In this study, blood samples were obtained from type 2 diabetic patients with or without renal failure, and patients with non-diabetic renal failure were compared to healthy controls. All participants were tested for analysis of fasting plasma glucose and serum insulin, kidney function tests, C-reactive protein (CRP), and proinflammatory cytokines, including tumor necrosis factor alpha (TNF-α), interferon gamma (IFN-γ), and interleukin 6 (IL-6) as well as expression of TLR2 and TLR4 in peripheral blood (PB). Statistical analysis of data was done by using SPSS.

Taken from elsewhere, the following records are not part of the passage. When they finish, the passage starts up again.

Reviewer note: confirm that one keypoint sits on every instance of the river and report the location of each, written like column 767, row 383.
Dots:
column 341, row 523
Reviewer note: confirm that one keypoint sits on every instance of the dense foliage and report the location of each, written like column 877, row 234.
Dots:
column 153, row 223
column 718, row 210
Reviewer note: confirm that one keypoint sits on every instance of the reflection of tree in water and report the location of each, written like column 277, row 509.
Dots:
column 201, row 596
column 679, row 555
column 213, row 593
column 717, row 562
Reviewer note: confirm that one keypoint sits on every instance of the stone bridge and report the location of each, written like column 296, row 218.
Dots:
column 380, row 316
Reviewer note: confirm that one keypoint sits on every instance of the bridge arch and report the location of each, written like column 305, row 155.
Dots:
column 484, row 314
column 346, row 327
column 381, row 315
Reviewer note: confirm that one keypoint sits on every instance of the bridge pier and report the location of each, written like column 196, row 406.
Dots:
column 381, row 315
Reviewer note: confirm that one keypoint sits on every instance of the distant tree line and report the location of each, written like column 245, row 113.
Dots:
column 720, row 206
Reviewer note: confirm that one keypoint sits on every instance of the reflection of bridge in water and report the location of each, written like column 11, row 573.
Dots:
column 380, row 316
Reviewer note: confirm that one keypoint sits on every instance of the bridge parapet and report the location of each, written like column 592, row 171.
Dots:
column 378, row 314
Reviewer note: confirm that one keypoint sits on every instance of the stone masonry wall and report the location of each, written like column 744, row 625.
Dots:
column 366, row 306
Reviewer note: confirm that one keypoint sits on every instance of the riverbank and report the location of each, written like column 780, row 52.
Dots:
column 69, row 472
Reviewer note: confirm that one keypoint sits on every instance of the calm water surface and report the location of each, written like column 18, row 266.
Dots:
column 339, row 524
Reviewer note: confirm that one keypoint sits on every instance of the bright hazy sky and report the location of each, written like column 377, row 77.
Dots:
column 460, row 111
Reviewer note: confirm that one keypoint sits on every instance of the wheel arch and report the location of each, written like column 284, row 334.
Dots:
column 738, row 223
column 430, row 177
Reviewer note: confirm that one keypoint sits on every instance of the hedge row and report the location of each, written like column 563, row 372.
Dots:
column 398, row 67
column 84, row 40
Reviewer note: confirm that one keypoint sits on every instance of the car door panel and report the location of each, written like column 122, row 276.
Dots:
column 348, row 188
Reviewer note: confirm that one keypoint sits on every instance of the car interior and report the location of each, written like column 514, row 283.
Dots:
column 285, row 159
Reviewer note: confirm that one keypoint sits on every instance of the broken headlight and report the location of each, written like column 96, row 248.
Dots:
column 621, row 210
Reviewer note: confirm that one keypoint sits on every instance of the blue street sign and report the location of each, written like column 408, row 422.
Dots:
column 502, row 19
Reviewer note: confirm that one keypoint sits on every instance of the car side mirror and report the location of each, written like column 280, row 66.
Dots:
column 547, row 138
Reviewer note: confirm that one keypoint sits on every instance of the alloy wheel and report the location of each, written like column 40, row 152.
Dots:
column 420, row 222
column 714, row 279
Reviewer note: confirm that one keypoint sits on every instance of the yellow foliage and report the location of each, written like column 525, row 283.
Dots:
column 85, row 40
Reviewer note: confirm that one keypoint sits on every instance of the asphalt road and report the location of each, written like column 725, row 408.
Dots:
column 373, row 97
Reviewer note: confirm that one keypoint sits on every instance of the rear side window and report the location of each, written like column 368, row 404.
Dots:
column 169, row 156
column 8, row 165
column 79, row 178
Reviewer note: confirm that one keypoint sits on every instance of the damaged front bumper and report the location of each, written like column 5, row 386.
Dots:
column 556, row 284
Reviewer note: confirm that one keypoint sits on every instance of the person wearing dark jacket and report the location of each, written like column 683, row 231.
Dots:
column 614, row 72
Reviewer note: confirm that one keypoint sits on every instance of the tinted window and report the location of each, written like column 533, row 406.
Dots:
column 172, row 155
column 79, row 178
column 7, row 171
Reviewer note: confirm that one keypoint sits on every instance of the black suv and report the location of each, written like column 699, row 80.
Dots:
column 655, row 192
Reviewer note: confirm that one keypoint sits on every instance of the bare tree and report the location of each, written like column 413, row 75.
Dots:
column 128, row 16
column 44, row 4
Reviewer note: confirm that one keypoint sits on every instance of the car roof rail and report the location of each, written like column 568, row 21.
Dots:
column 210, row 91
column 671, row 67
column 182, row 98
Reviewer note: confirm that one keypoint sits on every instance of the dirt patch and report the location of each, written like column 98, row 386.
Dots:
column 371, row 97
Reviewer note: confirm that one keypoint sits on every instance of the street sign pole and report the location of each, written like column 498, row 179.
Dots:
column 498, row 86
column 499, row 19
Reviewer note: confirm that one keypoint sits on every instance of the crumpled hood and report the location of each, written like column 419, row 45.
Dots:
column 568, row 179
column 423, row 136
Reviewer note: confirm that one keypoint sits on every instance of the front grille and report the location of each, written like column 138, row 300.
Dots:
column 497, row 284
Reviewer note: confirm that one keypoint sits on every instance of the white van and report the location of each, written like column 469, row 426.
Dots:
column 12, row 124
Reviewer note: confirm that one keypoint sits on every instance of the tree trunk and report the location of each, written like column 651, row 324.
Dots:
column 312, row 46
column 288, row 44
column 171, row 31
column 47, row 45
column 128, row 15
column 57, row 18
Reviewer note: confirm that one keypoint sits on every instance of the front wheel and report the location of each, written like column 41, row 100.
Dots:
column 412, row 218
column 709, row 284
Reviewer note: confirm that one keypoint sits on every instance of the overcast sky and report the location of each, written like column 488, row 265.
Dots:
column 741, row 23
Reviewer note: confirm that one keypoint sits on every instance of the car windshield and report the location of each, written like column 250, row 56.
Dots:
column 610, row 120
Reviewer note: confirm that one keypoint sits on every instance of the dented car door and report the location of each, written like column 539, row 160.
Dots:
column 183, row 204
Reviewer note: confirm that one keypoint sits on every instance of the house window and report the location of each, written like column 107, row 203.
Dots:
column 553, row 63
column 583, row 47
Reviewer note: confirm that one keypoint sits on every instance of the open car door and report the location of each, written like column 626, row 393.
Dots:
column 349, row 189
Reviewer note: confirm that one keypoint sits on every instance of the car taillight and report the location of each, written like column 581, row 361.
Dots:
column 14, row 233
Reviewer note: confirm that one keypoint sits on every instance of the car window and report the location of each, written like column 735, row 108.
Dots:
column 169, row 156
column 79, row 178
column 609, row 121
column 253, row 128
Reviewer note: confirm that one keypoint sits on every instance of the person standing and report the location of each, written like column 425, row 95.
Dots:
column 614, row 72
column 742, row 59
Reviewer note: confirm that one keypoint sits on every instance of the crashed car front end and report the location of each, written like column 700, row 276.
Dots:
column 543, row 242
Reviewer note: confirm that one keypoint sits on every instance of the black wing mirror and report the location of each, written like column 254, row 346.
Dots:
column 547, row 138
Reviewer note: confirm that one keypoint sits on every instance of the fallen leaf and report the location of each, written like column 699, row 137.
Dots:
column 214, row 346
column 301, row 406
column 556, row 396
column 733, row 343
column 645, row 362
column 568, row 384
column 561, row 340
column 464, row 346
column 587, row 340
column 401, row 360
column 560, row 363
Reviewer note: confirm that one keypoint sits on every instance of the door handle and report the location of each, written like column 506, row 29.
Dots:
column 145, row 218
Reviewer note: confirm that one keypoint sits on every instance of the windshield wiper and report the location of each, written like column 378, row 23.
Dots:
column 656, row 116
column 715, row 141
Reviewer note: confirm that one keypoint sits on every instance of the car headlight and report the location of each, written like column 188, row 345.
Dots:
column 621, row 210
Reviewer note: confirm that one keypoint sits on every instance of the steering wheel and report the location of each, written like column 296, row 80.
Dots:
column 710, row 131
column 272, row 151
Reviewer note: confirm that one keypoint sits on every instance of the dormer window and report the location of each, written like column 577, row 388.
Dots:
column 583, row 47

Diabetic patients with renal failure exhibited significant increase in TLR2, TLR4 mRNA expression in PB in comparison with normal subjects, diabetic patients without renal failure and non-diabetic patients with renal failure. Both diabetic patients with or without kidney failure and non-diabetic patients with renal failure had increased TLR2 and TLR4 mRNA expression in association with increased levels of proinflammatory cytokines (TNF-α, IFN-γ, and IL-6) compared to normal subjects. The diabetic patients with kidney failure exhibited the highest elevation of TLRs, Th1 cytokines and CRP in association the highest record of insulin resistance.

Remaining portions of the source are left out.